Тут же я просто пытаюсь привлечь ваше внимание к тому, что называется «sustainability», поддержание устойчивости, постоянства. Важен не единовременный успех, не кратковременный рост, а постоянная развития. Можно, подобно Греции, поднять экономические показатели и уровень жизни, заняв кучу денег. Но что потом? Задайтесь вопросом — даже при условии вливаний от МВФ и общей западной помощи, жизнеспособна ли существующая украинская система, ее политическая, социальная и экономическая составляющие? И как долго она способна длиться? И та ли это система, которую вы хотите оставить своим детям? И та ли это система, за которую вы хотите платить? Потому что постоянство без вложений не получится. Популярные сегодня разговоры о некоем абстрактном Общественном договоре буквально для бедных. Разговор должен идти о личных вложениях — в политику, инфраструктуру, экономику, в общее будущее. Как этого достичь в ситуации, где республиканские институты номинальные, невостребованные и бездейственные, а последовательную политику заменяют реверансы в сторону той или иной социальной группы в противоположность другой? Какой смысл иметь конституции и договора, если никто на них не будет отстегивать денег? И кто, в здравом уме, станет это делать, не будучи уверенным в постоянстве, в общем благе? Неустойчивая модель не может быть ни экономически оправданной, но просто справедливой, потому что когда она хрякнется, то не станет ни экономики, ни справедливости. И если вы не смотрите на 25 — 100 лет вперед, то куда вы, собственно, смотрите?

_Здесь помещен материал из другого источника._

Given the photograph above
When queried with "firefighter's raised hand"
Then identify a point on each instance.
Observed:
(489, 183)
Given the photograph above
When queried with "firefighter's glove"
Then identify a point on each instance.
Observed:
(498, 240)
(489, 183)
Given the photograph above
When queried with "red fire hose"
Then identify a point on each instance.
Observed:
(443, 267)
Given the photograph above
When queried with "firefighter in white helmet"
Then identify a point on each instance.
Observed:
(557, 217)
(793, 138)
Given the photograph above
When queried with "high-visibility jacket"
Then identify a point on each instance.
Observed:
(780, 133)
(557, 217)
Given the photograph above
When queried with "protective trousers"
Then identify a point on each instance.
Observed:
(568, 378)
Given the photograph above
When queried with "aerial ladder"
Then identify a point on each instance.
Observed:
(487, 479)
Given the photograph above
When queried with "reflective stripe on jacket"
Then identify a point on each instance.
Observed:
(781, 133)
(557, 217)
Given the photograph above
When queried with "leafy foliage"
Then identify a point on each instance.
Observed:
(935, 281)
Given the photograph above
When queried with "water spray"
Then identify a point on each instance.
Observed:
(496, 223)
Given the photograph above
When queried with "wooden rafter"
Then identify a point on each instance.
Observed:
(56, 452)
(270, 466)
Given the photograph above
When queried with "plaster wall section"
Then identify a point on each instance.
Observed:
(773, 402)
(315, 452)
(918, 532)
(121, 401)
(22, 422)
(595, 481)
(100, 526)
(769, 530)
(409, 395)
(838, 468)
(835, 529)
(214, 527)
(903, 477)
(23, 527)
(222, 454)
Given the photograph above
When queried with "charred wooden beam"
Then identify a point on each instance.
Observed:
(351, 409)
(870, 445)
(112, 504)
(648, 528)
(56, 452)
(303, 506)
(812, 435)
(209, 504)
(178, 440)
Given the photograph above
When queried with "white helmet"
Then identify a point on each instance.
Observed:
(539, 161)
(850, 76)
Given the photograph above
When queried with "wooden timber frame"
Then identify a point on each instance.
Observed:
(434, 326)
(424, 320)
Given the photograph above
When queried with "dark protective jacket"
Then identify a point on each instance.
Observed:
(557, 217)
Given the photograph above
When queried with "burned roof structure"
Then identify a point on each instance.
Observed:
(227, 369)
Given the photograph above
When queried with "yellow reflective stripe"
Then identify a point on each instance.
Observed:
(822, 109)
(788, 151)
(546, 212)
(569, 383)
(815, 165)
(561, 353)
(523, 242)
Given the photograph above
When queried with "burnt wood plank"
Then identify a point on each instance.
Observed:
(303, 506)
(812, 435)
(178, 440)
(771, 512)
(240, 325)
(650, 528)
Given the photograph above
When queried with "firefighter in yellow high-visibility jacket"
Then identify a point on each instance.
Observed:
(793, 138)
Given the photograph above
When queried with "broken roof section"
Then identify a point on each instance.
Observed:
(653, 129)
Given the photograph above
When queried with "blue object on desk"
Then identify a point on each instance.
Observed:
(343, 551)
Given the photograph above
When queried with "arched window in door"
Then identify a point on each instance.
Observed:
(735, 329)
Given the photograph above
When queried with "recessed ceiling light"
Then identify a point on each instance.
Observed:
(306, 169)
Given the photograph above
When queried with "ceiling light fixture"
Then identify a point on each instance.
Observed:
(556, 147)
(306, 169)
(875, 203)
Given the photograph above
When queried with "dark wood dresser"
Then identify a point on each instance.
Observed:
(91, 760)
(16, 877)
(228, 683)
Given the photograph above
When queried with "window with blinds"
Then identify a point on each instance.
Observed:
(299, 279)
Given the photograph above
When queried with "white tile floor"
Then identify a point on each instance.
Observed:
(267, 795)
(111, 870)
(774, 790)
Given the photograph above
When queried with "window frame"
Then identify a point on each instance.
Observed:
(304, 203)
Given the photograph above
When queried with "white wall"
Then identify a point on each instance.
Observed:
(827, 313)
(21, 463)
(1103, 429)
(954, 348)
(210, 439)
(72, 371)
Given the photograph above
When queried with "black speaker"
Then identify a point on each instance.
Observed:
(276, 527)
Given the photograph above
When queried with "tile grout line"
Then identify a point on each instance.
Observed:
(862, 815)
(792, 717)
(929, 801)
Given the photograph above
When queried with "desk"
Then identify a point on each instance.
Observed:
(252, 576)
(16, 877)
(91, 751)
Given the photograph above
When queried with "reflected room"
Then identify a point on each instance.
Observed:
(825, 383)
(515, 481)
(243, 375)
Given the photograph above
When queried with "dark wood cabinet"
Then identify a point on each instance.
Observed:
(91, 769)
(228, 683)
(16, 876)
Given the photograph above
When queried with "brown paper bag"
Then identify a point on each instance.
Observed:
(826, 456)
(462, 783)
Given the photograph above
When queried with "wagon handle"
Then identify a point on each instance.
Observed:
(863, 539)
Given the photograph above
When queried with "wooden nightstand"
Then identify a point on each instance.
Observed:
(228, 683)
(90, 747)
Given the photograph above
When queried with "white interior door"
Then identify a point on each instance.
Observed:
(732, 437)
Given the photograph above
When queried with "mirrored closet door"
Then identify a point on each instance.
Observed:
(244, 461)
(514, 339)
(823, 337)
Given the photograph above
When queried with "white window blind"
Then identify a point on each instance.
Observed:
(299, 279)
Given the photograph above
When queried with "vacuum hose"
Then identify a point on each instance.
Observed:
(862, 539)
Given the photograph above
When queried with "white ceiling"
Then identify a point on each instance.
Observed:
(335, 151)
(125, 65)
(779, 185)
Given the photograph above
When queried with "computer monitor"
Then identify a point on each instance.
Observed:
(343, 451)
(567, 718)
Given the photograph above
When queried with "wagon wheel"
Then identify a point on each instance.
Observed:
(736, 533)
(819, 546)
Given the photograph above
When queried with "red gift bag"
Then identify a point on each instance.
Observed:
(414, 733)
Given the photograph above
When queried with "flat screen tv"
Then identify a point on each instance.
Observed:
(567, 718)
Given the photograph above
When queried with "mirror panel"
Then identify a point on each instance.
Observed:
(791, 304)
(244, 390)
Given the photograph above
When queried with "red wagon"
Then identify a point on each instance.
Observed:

Тут хочется привести полную цитату лорда Пальмерстона. «Поэтому я говорю, что политика, предполагающая, та или иная страна должна определяться как вечный союзник или постоянный враг Англии, слишком узка. У нас нет вечных союзников, и у нас нет вечных врагов. Вечны и постоянны наши интересы, и следовать им есть наша прямая обязанность».

И добавлю от себя, чтобы следовать вечным и постоянным интересам требуется стабильный инструментарий республики, общего блага, общего интереса. И с этого нужно начинать.